Hormis les défis fiscaux plus larges, et s’agissant plus spécifiquement des pratiques de BEPS susceptibles d’être aggravées par la transformation numérique, des éléments préliminaires montrent que la mise en œuvre du paquet BEPS OCDE/G20 produit des effets. Adopté en octobre 2015, le paquet BEPS, et notamment les mesures qui se rapportent le plus étroitement à la transformation numérique – les Actions 3, 5, 6, 7 et 8-10 – commencent déjà à produire des effets, comme expliqué au sein du chapitre 3. Les réactions de certaines entreprises multinationales à forte composante numérique montrent qu’elles commencent à modifier leurs structures de manière à mieux les aligner sur leur activité économique réelle. Continuer de suivre l’impact du paquet BEPS, surtout après la réforme fiscale de 2017 aux États‑Unis, représentera un volet important des travaux du GREN à l’avenir.
Outre son impact sur les règles fiscales internationales, la transformation numérique a également des répercussions significatives sur d’autres aspects du système fiscal. Comme le chapitre 7 l’explique, ces répercussions vont de l’évolution du statut fiscal d’acteurs économiques résultant du passage de contrats de travail classiques à des formes d’emploi atypiques, aux nouveaux outils dont les administrations fiscales disposent pour améliorer les services au contribuable, procéder à un recoupement plus efficace des données et mobiliser des moyens techniques supplémentaires pour détecter et réprimer l’évasion et la fraude fiscales.
Des travaux portant sur l’impact de la transformation numérique sur d’autres aspects du système fiscal sont déjà en cours, mais un certain nombre d’axes de réflexion supplémentaires ont été identifiés au sein du chapitre 7 pour faire en sorte que le système fiscal, depuis la définition des politiques jusqu’à l’administration de l’impôt, soit toujours en mesure de répondre aux dernières avancées de la technologie numérique et d’en tirer profit.
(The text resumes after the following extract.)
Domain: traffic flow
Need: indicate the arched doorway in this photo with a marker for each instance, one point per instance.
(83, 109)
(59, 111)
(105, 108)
Préparer nos systèmes fiscaux à épouser les transformations induites par la numérisation de l’économie, ainsi qu’à tirer parti des chances qu’elle offre et à se prémunir contre ses risques potentiels, représente un défi de taille. Un soutien politique sera nécessaire pour entreprendre les travaux détaillés et souvent complexes requis pour atteindre ces objectifs, étant entendu que le système fiscal reste le maillon central du lien qui unit les États et leurs citoyens.